Ramadan, a married father of four, adamantly denies the charges, claiming they amount to slander from enemies intent on demolishing him. The case has stunned the Muslim world and further fueled the many critics of Ramadan, who has long been a polarizing figure in Europe.
The accusations
Both of the women pressing charges describe similar episodes — of hotel room meetings, ostensibly for religious discussions, that quickly turned into violent sexual encounters. One woman — a handicapped, 45-year-old convert to Islam using the pseudonym “Christelle” — described in interviews a particularly brutal and humiliating encounter with the scholar in the French city of Lyon in 2009.
During recent questioning, “Christelle” allegedly identified a scar on Ramadan’s groin, which he reportedly confirmed existed. She turned over a USB flash drive to investigators allegedly containing compromising text messages from Ramadan, according to Le Parisien newspaper.
But the newspaper also reported a plane reservation that, if confirmed, would show Ramadan flying from London to Lyon at about the same time the woman said the assault took place.
The second woman, Henda Ayari, a former Salifist-turned-feminist activist, went public with her accusations in October. She was the first to openly accuse Ramadan of sexual assault, earning insults and threats in the weeks that followed. Like “Christelle,” Ayari said the experience took place in a hotel in 2012.

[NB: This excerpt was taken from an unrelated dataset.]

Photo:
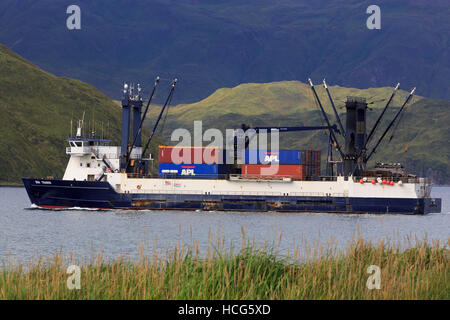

But Ayari’s account, too, has been compromised in recent days, with reports of a man claiming she threatened to press rape charges against him in 2013 — a year after her alleged encounter with Ramadan —after he rebuffed her advances.
Beginning of the end?
Regardless of the outcome, the charges amount to a significant blow to Ramadan, once seen as an inspiration to a generation of young European Muslims. In conferences and television interviews, he preached that Islam and Europe were compatible. Still, critics claimed Ramadan, the grandson of Egyptian Muslim Brotherhood founder Hassan al-Banna, wielded a double discourse, hiding political Islam behind unifying rhetoric.
Following last fall’s allegations, Ramadan took a leave of absence from his teaching post at Oxford University. More recently, French media report that Qatar — which financed his Islamic Studies chair at Oxford — has also distanced itself from him.
“He has a real hold on his [sexual] prey, as on his faithful,” feminist writer Caroline Fourest, a longtime Ramadan foe, told Le Journal du Dimanche.
“I don’t think people realize his impact on Europe as a preacher,” she added. “He has radicalized brilliant students — young Muslims —and transformed them into vindictive paranoids. He has divided European citizens with the kind of harm that few extremists can match.”
A number of prominent Muslims have chosen to remain silent, saying they will wait for French justice to weigh in. Analysts claim Ramadan’s star was fading long before the allegations surfaced — and especially after the Arab uprisings starting in 2011.
“It’s a whole myth that is collapsing. Tariq Ramadan will have a hard time continuing his preaching career based on his personality and a discourse of religious puritanism,” Islam specialist Omero Marongui-Perria told Le Parisien.
For their part, Ramadan’s backers have launched a petition and written an open letter of support in which they denounce an alleged campaign against him carried out by French media and politicians.